Silicon Valley taken for a ride by JOBS Act

It seems like Silicon Valley is so in love with the crowdfunding portion of the JOBS Act that passed the Senate today, it refuses to see what a disaster the overall bill will be.

Indeed, many references I see to the bill still refer to it as a “crowdfunding” bill, as if that was all there was to it. It’s important to note that the actual bill reflects several other bills that were rolled up a few weeks back. Most of this bill represents a staggering rollback of investor protections, and a major rewrite of the rules governing at least 90 percent of all IPOs.

One of those bills rolled into this unholy sausage was the so-called crowdfunding bill that has entrpreneurs wetting their pants.

The Senate passed  a version of the bill Tuesday with some additional protections. Good. I wish, however, they could slice the crowdfunding portion off and kill the rest. I talked about why the JOBS Act is such a nightmare here.
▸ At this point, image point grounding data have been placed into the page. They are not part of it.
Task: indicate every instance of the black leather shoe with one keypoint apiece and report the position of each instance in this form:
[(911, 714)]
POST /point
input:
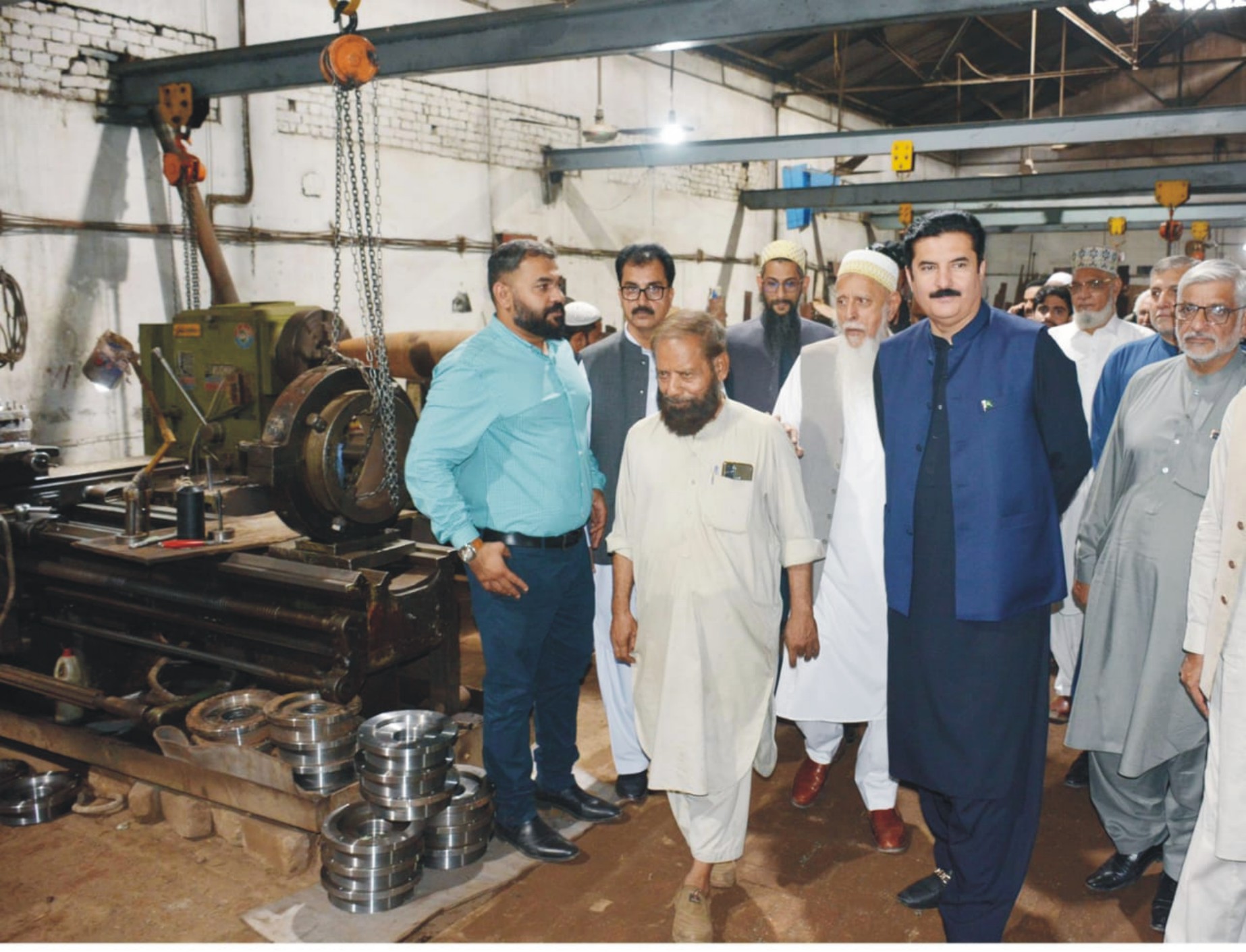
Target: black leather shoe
[(537, 840), (632, 788), (1163, 903), (581, 805), (926, 893), (1125, 869), (1079, 772)]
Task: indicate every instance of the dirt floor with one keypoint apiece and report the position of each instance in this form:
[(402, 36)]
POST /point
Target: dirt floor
[(807, 875)]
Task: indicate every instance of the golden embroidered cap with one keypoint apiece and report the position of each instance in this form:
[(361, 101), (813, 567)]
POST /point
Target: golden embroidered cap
[(1097, 257), (873, 264), (783, 248)]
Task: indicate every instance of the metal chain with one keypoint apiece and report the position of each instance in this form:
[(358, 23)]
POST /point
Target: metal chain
[(190, 252), (358, 202)]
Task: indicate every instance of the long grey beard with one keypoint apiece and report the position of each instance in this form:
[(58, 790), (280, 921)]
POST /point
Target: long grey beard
[(857, 370), (1093, 319)]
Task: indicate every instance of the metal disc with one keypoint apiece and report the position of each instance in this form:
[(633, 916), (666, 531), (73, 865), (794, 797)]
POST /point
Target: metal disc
[(454, 859), (39, 797), (298, 710), (358, 830), (232, 718), (406, 731)]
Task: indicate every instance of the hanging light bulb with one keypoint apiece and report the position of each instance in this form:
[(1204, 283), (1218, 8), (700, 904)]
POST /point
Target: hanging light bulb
[(672, 134)]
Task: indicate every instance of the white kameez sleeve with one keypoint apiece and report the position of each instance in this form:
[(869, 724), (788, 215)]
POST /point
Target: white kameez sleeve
[(620, 541), (1206, 551), (785, 503), (788, 406)]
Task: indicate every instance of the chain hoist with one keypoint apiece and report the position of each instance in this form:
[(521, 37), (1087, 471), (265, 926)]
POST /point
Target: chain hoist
[(180, 110), (349, 64)]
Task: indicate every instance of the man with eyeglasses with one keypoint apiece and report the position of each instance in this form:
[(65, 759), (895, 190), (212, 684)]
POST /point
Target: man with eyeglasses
[(1132, 358), (1094, 333), (622, 375), (1147, 738), (763, 352)]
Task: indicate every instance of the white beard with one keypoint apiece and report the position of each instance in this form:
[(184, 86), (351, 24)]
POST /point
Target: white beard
[(1093, 319), (857, 369)]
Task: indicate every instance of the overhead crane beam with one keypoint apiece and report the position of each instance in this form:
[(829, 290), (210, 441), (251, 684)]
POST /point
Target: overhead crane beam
[(531, 35), (1089, 219), (1068, 130), (888, 196)]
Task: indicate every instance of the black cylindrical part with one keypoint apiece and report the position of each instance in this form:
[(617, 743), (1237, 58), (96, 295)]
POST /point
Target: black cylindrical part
[(190, 512)]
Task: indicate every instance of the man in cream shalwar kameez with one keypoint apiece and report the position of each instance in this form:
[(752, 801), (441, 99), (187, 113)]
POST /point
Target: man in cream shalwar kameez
[(703, 522), (1093, 334), (1212, 897), (829, 401), (1147, 739)]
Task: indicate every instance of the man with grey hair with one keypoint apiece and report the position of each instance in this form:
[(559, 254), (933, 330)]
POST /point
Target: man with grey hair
[(1132, 358), (1210, 903), (826, 400), (708, 506), (1147, 738), (1093, 334)]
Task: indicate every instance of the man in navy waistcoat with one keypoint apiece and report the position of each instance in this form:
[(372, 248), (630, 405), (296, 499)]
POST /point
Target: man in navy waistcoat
[(986, 445)]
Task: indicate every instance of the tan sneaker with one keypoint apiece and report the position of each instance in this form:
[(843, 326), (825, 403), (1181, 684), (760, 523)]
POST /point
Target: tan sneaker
[(722, 875), (692, 916)]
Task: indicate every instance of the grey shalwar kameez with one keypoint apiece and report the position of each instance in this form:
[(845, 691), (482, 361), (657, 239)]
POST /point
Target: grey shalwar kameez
[(1148, 741)]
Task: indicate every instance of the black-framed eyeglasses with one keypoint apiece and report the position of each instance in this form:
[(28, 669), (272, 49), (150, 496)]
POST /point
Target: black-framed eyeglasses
[(790, 285), (653, 292), (1094, 285), (1213, 313)]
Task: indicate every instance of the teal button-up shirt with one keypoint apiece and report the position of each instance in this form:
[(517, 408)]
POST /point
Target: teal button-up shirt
[(502, 441)]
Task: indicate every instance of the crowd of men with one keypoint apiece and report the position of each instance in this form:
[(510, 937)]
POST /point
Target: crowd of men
[(896, 522)]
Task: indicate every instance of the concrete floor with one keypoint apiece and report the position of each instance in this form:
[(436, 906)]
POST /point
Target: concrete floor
[(808, 875)]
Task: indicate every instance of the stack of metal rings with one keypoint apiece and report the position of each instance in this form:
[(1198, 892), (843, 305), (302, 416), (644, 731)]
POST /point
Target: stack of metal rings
[(459, 835), (39, 797), (234, 719), (369, 864), (315, 737), (404, 760)]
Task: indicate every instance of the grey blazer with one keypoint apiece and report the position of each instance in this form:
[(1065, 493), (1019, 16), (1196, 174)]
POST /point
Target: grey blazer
[(618, 375)]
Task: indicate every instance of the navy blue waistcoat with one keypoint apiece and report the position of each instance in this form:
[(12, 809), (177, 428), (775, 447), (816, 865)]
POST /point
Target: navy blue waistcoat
[(1008, 557)]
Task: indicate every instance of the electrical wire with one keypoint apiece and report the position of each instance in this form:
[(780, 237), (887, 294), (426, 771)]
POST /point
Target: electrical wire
[(13, 329)]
Given that generally the valley believes in more openness and more transparency, the region’s support for this dog is appalling.

But blinded by the glare of crowdfunding, it seems that support remains unwavering. I find a lot of merit to the populist instincts behind the crowdfunding push. Yes, let’s stick it to the big banks. Yes, let’s let the common man and woman invest. That doesn’t mean, however, that this framework is the right way to proceed.

People keep making comparisons to things like Kickstarter. But this type of crowfunding is very different. When I donate to Kickstarter, I understand I’m making a donation with no intention of ever seeing my money again.

On the other hand, if I’m giving money to someone starting a business, I expet to see that money, plus some return. It’s a different mindset and expectation. And too many less-than-savvy people are at risk for being taken for a ride.

I’m still a bit confused about companies or ideas people hope this will fund. In the valley, it’s not like there’s truly a lack of venture capital or angel investors. And you have to assume that these folks, with their vast networks and contacts, will sniff out the very best investments and scoop those up.

That leaves the leftovers to be crowdfunding. Not exactly a tantalizing prospect.

Here’s a different thought: Start small and iterate on this idea. Work with the SEC to approve a couple of crowdsourcing platforms. Let the idea play for six months or a year, and discover what does and does not work. Are the companies making pitches disclosing enough? How is this affecting these startups ability to do additional rounds? For instance, if you invest at the crowdsourcing stage, who acts on your behalf to ensure your “shares” are not diluted by follow on rounds? What are your rights to invest in those next rounds if there are caps on your investment? And if the company is faltering, do you have any rights to demand changes, or express dissatisfaction?

Again, I’m not condemning the crowdfunding idea. But there is a better way to proceed to ensure it doesn’t become an open door for fraudsters and scams.